There was quite a bit of hyperventilating, but the suggested solutions mostly come down to dropping some routine pre-surgery tests which don’t provide much information, changing anaesthetic (it’s amazing that anybody still uses Nitrous), modularising the initial surgical kit and a rather dubious approach to handling theatre waste.
Reading between the lines, it seems there is a “standard” surgical kit used for everything rather than starting with a specialised kit for the type of operation with other, more specialised, kits quickly available if required. Where this becomes a problem is if the instruments which are very rarely used are the ones which are needed right now if something goes wrong
the volume of thrown out inc stainless steel scissors in hospital wound dressing kits is insane! Ive snaffled 2 sets off my doc blue dot =single use
autoclave so much saner and so is OLD fashioned scrubs and op covers etc
This article on “Operating rooms are the climate change contributor no one’s talking about” takes the cake as the most lunatic ever shown on WUWT. Congratulations!
I’ll second that! The lunacy seems to be accelerating.
There was a lot of funding available back in 1998-9 for Y2K remediation, with a lot of hardware and software upgrades. This appears to be analogous.
In case anybody is interested, the preparation work did reveal potential problems and largely headed them off.
And, yes, the most dire predictions were rather exaggerated.
spitting angry@these two fools
theres a reason certain anaesthetics are used, safety!
guess they didnt factor in the travel for the far away docs doing remote surgery?
and as for telelhealth, thats bullsh*t doc cant SEE you properly or touch/listen etc
ok for a repeat script is about all
Just the fact that these “doctors” believe in the climate religion tells me that they are not too very intelligent. Perhaps, in their fields they are brilliant, however, outside anything within their areas of study they show complete ignorance.

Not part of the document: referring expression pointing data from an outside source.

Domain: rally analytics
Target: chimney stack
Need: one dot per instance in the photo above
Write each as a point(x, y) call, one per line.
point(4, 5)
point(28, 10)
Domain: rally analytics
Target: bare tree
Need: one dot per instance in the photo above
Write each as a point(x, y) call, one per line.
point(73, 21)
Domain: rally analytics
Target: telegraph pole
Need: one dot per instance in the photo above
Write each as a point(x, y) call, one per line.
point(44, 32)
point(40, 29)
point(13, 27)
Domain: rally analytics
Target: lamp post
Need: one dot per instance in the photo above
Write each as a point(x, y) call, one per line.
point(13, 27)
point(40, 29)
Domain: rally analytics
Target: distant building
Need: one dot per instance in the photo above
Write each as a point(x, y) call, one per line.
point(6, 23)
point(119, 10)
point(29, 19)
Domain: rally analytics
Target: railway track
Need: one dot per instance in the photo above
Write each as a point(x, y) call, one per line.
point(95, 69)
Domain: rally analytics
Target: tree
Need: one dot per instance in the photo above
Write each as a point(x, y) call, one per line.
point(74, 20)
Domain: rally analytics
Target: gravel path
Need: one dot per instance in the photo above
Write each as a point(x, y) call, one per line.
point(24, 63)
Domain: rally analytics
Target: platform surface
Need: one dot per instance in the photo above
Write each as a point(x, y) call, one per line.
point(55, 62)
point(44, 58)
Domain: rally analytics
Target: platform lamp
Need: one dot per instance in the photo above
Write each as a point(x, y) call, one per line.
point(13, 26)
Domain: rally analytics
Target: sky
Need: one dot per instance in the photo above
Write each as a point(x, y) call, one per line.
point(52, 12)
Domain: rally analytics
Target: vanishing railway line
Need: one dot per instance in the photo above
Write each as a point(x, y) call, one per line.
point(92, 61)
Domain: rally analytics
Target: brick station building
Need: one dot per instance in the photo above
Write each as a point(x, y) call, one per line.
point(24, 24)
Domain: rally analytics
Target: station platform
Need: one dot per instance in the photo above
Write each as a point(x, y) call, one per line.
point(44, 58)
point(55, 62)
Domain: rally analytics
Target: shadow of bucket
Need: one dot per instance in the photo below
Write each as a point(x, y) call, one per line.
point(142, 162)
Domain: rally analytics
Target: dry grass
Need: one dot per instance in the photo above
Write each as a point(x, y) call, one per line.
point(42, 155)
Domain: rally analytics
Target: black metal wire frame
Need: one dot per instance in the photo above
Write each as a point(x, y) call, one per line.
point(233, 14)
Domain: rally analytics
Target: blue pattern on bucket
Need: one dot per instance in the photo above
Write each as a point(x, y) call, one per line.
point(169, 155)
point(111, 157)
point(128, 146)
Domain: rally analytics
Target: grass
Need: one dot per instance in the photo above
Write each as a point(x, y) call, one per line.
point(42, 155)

Typical of so many of the intelligent folks within the “professional” communities. They are “woke” and don’t even realize it. Or, if they do, they don’t care because the current ideological idiots allow them to proceed within their fields allowing them to become what they wanted all along…rich and elite.
I suspect most medical folks don’t really believe in the climate ideology, they just go along to keep paying the bills.
The medical community accounts for 8.5% of America’s greenhouse gases, per the article. Yet healthcare is about 20% of GDP.
For the “1 billion earth population is ideal” crowd, cancer is a good thing. It helps get the earth’s population down to that level. Cancer surgery is a bad thing, as it delays the earth reaching that goal quicker.
No need to worry; when the Watermelons have eliminated industrial society, we’ll all be dying of cholera, typhus and TB; no one will live long enough to die of cancer.
My beautiful wife of 44 years is fighting cancer. It is the worst trial we’ve ever faced. That these ghouls would diminish her care to push their stupid global warming agenda is beyond belief. I loath them.